Siapakah Pembela Kebenaran?
Allah swt telah menetapkan bahwa antara kebaikan dan kejahatan, antara kebenaran dan kebatilan akan selalu terjadi pertarungan dan persaingan. Dalam pertarungan antara keduanya seringkali dalam keyataan, bahwa kebatilan menguasai kebenaran dan tampil sebagai pemenang. Betapa hari ini kita saksikan kebatilan sepertinya sudah sangat merajalela dan menguasai hampir semua sendi kehidupan manusia. Kebenaran seringkali dipojokan dan diinjak-injak, dan nyaris tidak kedengaran suaranya dipanggung peradaban yang dibangun manusia saat ini.
Namun demikian, Allah swt telah memberikan jaminan bahwa dalam setiap peretempuran antara yang hak dan batil, pada akhirnya kebenaran akan muncul sebagai pemenang. Sekalipun, pada awalnya kebatilan terlihat menguasai dan menelan kebenaran. Itulah yang ditegaskan Allah swt dalam surat ar-Ra’du [13]: 17
أَنْزَلَ مِنَ السَّمَاءِ مَاءً فَسَالَتْ أَوْدِيَةٌ بِقَدَرِهَا فَاحْتَمَلَ السَّيْلُ زَبَدًا رَابِيًا وَمِمَّا يُوقِدُونَ عَلَيْهِ فِي النَّارِ ابْتِغَاءَ حِلْيَةٍ أَوْ مَتَاعٍ زَبَدٌ مِثْلُهُ كَذَلِكَ يَضْرِبُ اللَّهُ الْحَقَّ وَالْبَاطِلَ فَأَمَّا الزَّبَدُ فَيَذْهَبُ جُفَاءً وَأَمَّا مَا يَنْفَعُ النَّاسَ فَيَمْكُثُ فِي الْأَرْضِ كَذَلِكَ يَضْرِبُ اللَّهُ الْأَمْثَالَ
Artinya: “Allah telah menurunkan air (hujan) dari langit, maka mengalirlah air di lembah-lembah menurut ukurannya, maka arus itu membawa buih yang mengambang. Dan dari apa (logam) yang mereka lebur dalam api untuk membuat perhiasan atau alat-alat, ada (pula) buihnya seperti buih arus itu. Demikianlah Allah membuat perumpamaan (bagi) yang benar dan yang bathil. Adapun buih itu, akan hilang sebagai sesuatu yang tak ada harganya; adapun yang memberi manfaat kepada manusia, maka ia tetap di bumi. Demikianlah Allah membuat perumpamaan-perumpamaan.”
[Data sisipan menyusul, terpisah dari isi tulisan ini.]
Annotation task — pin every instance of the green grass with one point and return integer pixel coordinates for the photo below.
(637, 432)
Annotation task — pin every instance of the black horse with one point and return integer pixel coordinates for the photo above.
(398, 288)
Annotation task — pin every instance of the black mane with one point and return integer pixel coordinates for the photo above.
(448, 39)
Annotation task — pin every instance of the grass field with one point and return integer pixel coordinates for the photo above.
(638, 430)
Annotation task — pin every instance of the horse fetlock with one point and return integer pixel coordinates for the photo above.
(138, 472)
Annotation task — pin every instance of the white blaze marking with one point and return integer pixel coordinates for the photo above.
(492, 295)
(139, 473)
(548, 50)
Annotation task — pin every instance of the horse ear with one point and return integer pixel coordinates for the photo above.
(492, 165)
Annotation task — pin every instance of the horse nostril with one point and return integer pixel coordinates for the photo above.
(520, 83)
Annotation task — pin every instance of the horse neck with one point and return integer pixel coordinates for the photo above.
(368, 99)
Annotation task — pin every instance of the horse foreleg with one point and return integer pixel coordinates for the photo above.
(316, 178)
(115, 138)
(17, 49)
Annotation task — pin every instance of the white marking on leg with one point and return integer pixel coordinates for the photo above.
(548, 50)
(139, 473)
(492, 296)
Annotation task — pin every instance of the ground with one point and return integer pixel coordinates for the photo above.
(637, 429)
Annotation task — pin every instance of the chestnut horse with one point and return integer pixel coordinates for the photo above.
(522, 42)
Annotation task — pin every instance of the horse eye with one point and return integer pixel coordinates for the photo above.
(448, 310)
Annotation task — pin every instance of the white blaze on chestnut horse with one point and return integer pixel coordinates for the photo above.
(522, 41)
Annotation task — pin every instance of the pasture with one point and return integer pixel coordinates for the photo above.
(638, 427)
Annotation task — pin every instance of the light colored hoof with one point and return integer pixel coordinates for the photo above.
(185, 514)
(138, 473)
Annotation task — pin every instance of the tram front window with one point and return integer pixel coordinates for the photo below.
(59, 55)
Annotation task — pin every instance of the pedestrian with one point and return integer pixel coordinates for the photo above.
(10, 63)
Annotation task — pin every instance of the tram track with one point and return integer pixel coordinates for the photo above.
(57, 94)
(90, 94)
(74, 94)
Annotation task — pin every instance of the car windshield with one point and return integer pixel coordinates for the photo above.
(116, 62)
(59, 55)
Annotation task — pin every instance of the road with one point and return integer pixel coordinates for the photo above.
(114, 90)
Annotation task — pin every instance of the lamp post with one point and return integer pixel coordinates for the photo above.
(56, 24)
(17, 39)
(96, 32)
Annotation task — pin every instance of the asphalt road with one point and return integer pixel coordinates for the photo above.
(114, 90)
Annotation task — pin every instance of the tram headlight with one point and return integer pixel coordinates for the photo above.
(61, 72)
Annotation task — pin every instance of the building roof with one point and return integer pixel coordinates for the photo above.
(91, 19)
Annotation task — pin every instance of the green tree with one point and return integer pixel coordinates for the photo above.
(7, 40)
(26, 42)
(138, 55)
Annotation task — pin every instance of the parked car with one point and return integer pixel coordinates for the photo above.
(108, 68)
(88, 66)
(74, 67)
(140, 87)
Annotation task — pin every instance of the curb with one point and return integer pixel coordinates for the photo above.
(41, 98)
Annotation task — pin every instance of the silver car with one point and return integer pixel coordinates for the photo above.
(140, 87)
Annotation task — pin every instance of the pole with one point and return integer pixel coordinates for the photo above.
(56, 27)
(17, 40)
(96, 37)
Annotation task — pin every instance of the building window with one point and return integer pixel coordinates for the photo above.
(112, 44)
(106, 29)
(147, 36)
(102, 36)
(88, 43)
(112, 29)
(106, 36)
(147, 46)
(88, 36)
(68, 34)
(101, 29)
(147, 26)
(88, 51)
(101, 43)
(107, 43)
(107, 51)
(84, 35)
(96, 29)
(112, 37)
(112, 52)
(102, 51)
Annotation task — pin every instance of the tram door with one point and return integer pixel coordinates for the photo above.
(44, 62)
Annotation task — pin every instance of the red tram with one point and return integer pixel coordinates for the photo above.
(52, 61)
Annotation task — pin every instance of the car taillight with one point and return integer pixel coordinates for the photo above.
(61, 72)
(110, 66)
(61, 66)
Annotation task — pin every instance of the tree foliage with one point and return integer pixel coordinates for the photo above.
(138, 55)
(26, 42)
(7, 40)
Dalam ayat di atas, Allah mencontohkan pertarungan antara yang hak dan batil seperti air yang mengalir membawa buih-buih yang sangat banyak. Atau seperti logam ketika dibakar yang juga mengeluarkan buih yang sangat banyak. Pada kenyataannya terlihat bahwa air atau logam ditutupi, dilingkupi, ditelan oleh buih yang begitu banyak dan sepertinya buih adalah penguasa yang menutupi air atau logam. Akan tetapi, dalam waktu yang sangat pendek buih-buih yang pada mulanya menguasai air dan logam perlahan-lahan hilang, bahkan akhirnya lenyap sama sekali tanpa bekas yang ditinggalkan. Buih akan lenyap sebagai sesuatu yang tidak berharga, sementara yang bermanfaat akan tingal bersama manusia. Begitulah jaminan Allah swt untuk kemenangan yang hak terhadap kebatilan.
Namun demikian, ada hal yang menarik untuk dicermati dari redaksi ayat yang diungkapkan Allah swt seperti di atas. Yaitu Allah mengatakan “…adapun yang memberi manfaat bagi manusia ia akan tetap tinggal di bumi”. Allah swt tidak mengatakan “adapun air atau logam, maka ia akan tetap tinggal di bumi”, sebagaimana tema ayat tersebut. Hal itu mengandung suatu isyarat, bahwa kebenaran akan memperoleh kemenangan dan pertolongan Allah swt melawan kebatilan, adalah kebenaran yang mendatangkan manfaat bagi manusia. sebab, jika kebenaran tidak mendatangkan kebaikan dan menfaat bagi manusia, maka kebenaran seperti itu tidaklah ada artinya.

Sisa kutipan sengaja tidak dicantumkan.